The above paragraph is the abstract for the article, Convincing Evidence, by Keith O’Rourke and myself, which appeared in the just-published volume, “Roles, Trust, and Reputation in Social Media Knowledge Markets,” edited by Sorin Matei and Elisa Bertino.

Here’s how we begin:

The rules of evidence as presented in statistics textbooks are not the same as the informal criteria that statisticians and practitioners use in deciding what methods to use.

According to the official rules, statistical decisions should be based on careful design of data collection, reliable and valid measurement, and something approximating unbiased or calibrated estimation. The first allows both some choice of the assumptions and an opportunity to increase their credibility, the second tries to avoid avoidable noise and error and third tries to restrict to methods that are seemingly fair. This may be fine for evaluating psychological experiments, or medical treatments, or economic policies, but we as statisticians do not generally follow these rules when considering improvements in our teaching nor when deciding what statistical methods to use.

Did Fisher decide to use maximum likelihood because he evaluated its performance and the method had a high likelihood? Did Neyman decide to accept a hypothesis testing framework for statistics because it was not rejected at a 5% level? Did Jeffreys use probability calculations to determine there were high posterior odds of Bayesian inference being correct? Did Tukey perform a multiple comparisons analysis to evaluate the effectiveness of his multiple comparisons procedure? Did Rubin use matching and regression to analyze the efficacy of the potential-outcome framework for causal inference? Did Efron perform a bootstrap of existing statistical analyses to demonstrate the empirical effectiveness of resampling? Do the authors of textbooks on experimental design use their principles to decide what to put in their books? No, no, no, no, no, no, and no. . . .

We continue:

How, then, do we gain our knowledge about how to analyze data? This is a question that arises over and over as we encounter new sources of data that are larger and more structured than ever before. . . .

I don’t have all the answers, but I think these are important questions.


  1. zbicyclist says:

    A nice, quick read with interesting examples.

    With younger researchers (in an industry context) I seemed to see a back of the book bias. There was an assumption that methods which were towards the back of the book (as far as they got in the book) were better.
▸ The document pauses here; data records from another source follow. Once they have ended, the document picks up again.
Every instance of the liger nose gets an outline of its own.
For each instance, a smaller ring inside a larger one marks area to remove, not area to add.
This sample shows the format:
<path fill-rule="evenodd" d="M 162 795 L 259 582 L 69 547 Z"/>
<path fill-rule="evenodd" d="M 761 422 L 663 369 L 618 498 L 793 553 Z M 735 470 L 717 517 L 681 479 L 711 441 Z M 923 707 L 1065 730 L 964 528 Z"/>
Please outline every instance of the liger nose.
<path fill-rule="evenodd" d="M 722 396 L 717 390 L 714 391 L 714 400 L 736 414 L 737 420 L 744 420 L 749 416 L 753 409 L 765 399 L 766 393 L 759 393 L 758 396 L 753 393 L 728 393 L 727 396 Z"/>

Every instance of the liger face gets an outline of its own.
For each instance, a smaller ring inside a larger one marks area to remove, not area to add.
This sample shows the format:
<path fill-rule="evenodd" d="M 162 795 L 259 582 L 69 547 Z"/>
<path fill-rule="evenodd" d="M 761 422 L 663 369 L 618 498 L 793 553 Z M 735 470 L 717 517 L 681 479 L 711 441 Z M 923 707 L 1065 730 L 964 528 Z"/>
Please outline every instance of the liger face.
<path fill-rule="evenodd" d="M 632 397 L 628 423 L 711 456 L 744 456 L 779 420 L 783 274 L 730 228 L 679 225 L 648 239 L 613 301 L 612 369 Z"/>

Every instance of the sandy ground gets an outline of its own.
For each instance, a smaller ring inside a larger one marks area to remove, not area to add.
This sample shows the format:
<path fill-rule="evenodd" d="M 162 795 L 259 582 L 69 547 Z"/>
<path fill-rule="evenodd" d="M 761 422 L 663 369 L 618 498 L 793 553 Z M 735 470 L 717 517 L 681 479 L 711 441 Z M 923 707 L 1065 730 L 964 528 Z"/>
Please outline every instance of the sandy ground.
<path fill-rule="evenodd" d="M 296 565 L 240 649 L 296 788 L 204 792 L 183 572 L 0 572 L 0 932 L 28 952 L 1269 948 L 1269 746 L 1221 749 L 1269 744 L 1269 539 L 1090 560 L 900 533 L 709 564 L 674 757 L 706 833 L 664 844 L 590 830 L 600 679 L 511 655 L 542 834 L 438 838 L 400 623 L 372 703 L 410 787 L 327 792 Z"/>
    And, in some sense they were. Clients were likely to be slightly familiar with the buzzwords, but not understand the methods at all (but somewhat afraid to ask questions about them, because nobody likes to ask a dumb question).

    • zbicyclist says:

      I think I have to follow some of the references on the issue of when crossvalidation works better and when it does not work so well.

      As I get older, I get increasingly interested in crossvalidiation / holdout samples / researcher replication issues.

      Woody Hayes used to say he didn’t use the forward pass much because three things could happen and two of them were bad [*]. Similarly, for researchers seeing to validate their work, three things can happen and two of them are bad.

      (a) you validate / replicate [complete the pass]
      (b) you fail to replicate [interception]
      (c) you sort of validate, but the effect looks different, typically smaller and perhaps with the indicators in a different order [incomplete pass]. This may lead to yet further work to sort this out.

      Now you remind me of the fact that different forms of validation work better for different methods, a topic I’ve tried not to think about. ;)

      • Keith O'Rourke says:


        For a self-funded (wealthy) scientist (in the true sense of the word) only one is bad and that’s a!

        (a) you validate / replicate [doubt is/stays resolved and inquiry (learning) ceases]
        (b) you fail to replicate [doubt results and inquiry resumes]
        (c) you sort of validate, but the effect looks different, typically smaller and perhaps with the indicators in a different order [some new doubts result and inquiry into those commences]. This may lead to yet further (productive/insightful) work to sort this out.

        Now, (a) might allow one to address doubts somewhere else for a while and these may be more important but validate/replicate should not (for empirical questions) ever be taken as not somehow being mistaken [(a) will almost always be later found to be mistaken and no one will ever be sure when an exception to this has occurred].

  2. Dale Lehman says:

    In other words, statisticians are people too?

    Yes, and that is part of the difficulty in teaching and learning statistics. Our experience of the world is as individuals and the subject treats individuals as just one observation. As a result, various psychological barriers stand between what statistical theories tell us and the way we approach problems, view the data, decide whether our analysis is “correct” or not, decide when we have done sufficient analysis, etc. Our theoretical knowledge of the proper importance to attach to individual observations and stories is simply no match for the biological and psychological forces that we are all subject to.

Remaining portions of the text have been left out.